Смотришь угрюмым сычом, когда всякий на твоем месте, если бы впрямь любил без ума мою бедную девочку, был бы сейчас весел, как жаворонок!
– Увы, отец! – отвечал, приуныв, оружейник. – Это же у нее как на лбу написано! Она любит меня настолько, чтобы сделаться моей Валентиной – тем более что вам это желательно, – но не настолько, чтобы стать моей женой.
– Чума на тебя, гусак ты безмозглый, рыбья кровь! –
обозлился отец. – Я тоже умею читать в женском лице, и уж получше, чем ты! Ничего похожего на ее лице не написано.
Подумай, гром тебя разрази: ты лежал тут в кресле, как лорд, и спал себе, что твой судья, – а люби ты настоящей любовью, ты бы глядел не отрываясь па восток, подстерегал первый луч солнца. И вот ты лежишь да, верно, еще и похрапываешь, нимало не помышляя о ней и ни о чем на свете. А бедная девочка встает чуть свет, чтобы не подцепила другая ее бесценного недремлющего Валентина, и будит тебя лаской, которая – помоги нам святой Макгридер! – оживила бы наковальню. И что же? Ты просыпаешься и начинаешь тут ныть, и чудить, и плакаться, точно тебе прижгло губы горячим железом! Жаль, что она не подослала вместо себя старую Дороти, чтобы тебе нести
Валентинову службу при беззубой старухе, при мешке костями! Во всем Перте не сыщешь лучшей Валентины для такого трусливого почитателя!
– Трусливого, отец? – переспросил Смит. – Двадцать бойких петухов, которым я обломал гребни, могут вам сказать, трус я или нет. И видит небо, я отдал бы кусок земли, которым владею как пертский гражданин, и в придачу мой горн, мехи, тиски, наковальню, чтобы все взаправду было так, как рисуется вам.

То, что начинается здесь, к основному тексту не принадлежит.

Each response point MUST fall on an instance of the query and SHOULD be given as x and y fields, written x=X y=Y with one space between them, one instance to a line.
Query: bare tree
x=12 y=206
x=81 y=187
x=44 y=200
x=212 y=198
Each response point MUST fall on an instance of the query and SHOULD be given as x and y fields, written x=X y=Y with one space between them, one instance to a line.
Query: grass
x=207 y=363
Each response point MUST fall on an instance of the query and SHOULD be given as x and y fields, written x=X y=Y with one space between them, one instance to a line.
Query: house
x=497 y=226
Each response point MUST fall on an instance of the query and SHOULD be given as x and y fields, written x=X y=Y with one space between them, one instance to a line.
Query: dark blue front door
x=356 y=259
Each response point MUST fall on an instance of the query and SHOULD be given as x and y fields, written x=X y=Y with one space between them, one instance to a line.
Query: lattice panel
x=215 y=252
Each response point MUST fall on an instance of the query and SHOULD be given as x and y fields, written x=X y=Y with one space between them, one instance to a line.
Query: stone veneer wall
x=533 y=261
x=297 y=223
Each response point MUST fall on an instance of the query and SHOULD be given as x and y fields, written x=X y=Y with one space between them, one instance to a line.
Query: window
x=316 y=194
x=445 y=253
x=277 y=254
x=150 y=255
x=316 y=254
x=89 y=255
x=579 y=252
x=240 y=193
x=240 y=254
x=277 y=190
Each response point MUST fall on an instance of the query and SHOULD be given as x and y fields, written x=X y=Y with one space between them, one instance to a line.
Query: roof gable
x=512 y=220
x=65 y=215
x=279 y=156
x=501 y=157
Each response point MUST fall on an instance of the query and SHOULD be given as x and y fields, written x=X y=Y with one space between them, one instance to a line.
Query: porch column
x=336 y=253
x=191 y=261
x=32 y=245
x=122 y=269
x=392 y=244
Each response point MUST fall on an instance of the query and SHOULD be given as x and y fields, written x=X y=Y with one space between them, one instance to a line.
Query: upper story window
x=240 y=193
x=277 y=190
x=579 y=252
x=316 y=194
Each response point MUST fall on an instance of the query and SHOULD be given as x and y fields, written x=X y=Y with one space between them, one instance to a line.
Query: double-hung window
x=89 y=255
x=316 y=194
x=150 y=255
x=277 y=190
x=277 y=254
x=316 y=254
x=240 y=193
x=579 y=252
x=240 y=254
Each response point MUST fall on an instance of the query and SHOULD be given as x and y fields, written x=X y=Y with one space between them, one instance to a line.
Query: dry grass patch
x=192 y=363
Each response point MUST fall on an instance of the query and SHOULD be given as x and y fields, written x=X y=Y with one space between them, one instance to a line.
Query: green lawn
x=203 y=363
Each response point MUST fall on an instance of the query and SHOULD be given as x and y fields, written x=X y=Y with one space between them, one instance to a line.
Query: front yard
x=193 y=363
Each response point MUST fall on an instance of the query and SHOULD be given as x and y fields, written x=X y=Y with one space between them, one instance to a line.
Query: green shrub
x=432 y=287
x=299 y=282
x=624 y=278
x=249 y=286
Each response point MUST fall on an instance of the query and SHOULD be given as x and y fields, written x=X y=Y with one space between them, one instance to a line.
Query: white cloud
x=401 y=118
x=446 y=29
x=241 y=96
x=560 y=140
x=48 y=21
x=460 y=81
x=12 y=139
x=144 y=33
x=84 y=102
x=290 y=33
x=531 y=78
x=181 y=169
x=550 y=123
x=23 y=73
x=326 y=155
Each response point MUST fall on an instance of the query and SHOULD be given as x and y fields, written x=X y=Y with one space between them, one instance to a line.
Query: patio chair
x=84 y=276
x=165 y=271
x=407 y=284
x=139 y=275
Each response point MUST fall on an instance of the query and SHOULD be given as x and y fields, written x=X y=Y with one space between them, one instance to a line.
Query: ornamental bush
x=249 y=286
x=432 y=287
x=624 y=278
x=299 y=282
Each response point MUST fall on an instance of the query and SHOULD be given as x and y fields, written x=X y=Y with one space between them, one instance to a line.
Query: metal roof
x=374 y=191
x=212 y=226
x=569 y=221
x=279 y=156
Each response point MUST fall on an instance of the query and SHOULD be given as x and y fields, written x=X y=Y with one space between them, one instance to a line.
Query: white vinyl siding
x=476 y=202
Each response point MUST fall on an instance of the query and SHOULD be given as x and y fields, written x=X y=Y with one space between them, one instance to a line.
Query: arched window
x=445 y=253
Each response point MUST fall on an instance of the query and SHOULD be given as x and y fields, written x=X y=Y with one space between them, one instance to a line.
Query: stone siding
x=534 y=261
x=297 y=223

Но я говорю не о смущении Кэтрин, не о ее стыдливом румянце: я о бледности ее говорю, которая так быстро согнала его со щек, о набежавших слезах. Это было как апрельский ливень: подкрадется вдруг и затянет мглой самую ясную зарю, какая когда-либо рассветала над Тэем…
– Та-та-та – перебил Гловер. – Рим да и Перт не в один день строились. Ты же тысячу раз удил лосося – неужто ничему не научился? Когда рыба схватила живца, если тут же резко рванешь, леса оборвется, будь она хоть из железной проволоки. Приотпусти, дружок, дай рыбе заглотать поглубже, спокойно выжидай, и через полчаса она будет лежать рядышком на берегу… Начало отличное –
лучшего и пожелать нельзя. Не мог же ты ждать, что бедная девушка сама придет к тебе в постель, как подошла к твоему креслу. Скромные девицы так не поступают. Вот что, друг! Когда мы позавтракаем, я устрою, чтобы тебе представился случай поговорить с ней по душам. Только смотри не слишком робей, но и не слишком нажимай. Исподволь тяни – как с лососем. Не дергай поспешно, и я головой поручусь за исход.